Berita Magelang Mungkid Temanggung Wonosobo Features Entertainment Olahraga Otomotif Lifestyle Kecantikan Travel Piknik Makan Enak Viral Pojok Kampung Khazanah Artikel Ilmiah

Maestro di Balik Layar Naga Magelang yang Tampil di Senayan

Magang Radar Magelang • Jumat, 29 Agustus 2025 | 02:57 WIB

Fitria Adi, seorang maestro yang menciptakan karya naga bernama Antaboga yang tampil di panggung Show pagelaran Sabang Merauke di Senayan, Jakarta.
Fitria Adi, seorang maestro yang menciptakan karya naga bernama Antaboga yang tampil di panggung Show pagelaran Sabang Merauke di Senayan, Jakarta.

RADARMAGELANG.ID, MungkidKarya Karang Taruna Dusun Mungkid dan Rambeanak berhasil tampil memukau di pergelaran Sabang Merauke di Senayan berkat tangan terampil sang maestro asal Mungkid.

Seni rupa bagi sebagian besar orang adalah bentuk karya untuk dinikmati. Namun bagi seorang Fitria Adi, 37, dan  Karang Taruna yang berada di Kelurahan Mungkid yaitu PEMUJA dan IKRAR merupakan media untuk berekspresi, berkolaborasi, hingga menjadi sumber penghasilan.
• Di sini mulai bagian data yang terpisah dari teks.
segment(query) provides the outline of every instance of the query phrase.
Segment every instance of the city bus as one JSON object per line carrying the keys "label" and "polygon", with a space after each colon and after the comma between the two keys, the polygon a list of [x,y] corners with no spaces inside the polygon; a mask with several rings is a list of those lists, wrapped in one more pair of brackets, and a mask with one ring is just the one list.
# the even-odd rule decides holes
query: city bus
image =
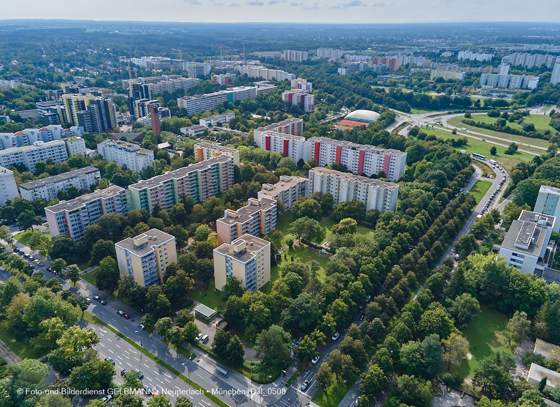
{"label": "city bus", "polygon": [[478,158],[479,160],[482,160],[483,161],[486,161],[486,156],[483,156],[482,154],[478,154],[478,153],[473,153],[471,155],[475,158]]}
Berawal dari seorang yang sering berkecimpung di dunia seni rupa hingga memiliki usaha dalam bidang dekorasi, Fitria Adi dan kedua karang taruna tersebut berhasil membawa karyanya tampil di panggung Sabang Merauke dan membawa nama baik Magelang.

Baca Juga: Komunitas Seni 4 Pillart Magelang, Pembuat Kostum Karnaval : Dipesan Pegiat Seni dari Texas, Karyanya Detail dan Berwarna-warni

Fitria Adi merupakan lulusan MA dan memiliki keahlian dibidang dekorasi, Fitria Adi memutuskan untuk menaungi 2 organisasi pemuda PEMUJA dan IKRAR.

Dengan kedua wadah tersebut mereka telah berhasil membuat karya-karya terbaiknya, salah satunya adalah naga ANTABOGA yang dibuat pada tahun 2023.

Awalnya ditujukan untuk acara Magelang Etno Carnival, tidak disangka mereka mendapat nominasi terbaik.

“Kali pertama kami mengikuti event MEC dan langsung mendapat penghargaan rasanya hampir tidak percaya, bahkan sebelum penilaian karya kami terdapat sedikit problem,” ungkapnya.

Fitria Adi selain membuat ogoh ogoh juga merupakan seniman kostum karnaval yang sering tampil pada acara besar seperti Magelang Etno Carnival
Fitria Adi selain membuat ogoh ogoh juga merupakan seniman kostum karnaval yang sering tampil pada acara besar seperti Magelang Etno Carnival

Dirinya mengaku jika mulai berkarya sejak tahun 2015, hingga saat ini karyanya sudah melalang buana hingga Batang, Purworejo, Grobogan, Kendal, Purwodadi, Brebes, Wonosobo, Dieng, Semarang dan yang terjauh adalah Senayan Jakarta.

Komunitas yang menjadi wadah bagi Fitria dan rekan rekannya berkarya adalah komunitas PEMUJA (Pemuda Mungkid Jaya) yang di dalamnya terdapat divisi seni rupa bernama San 3 art dan salah satu komunitas seni bernama Hurin_art yang merupakan divisi seni rupa IKRAR (Ikatan Remaja Karanganyar).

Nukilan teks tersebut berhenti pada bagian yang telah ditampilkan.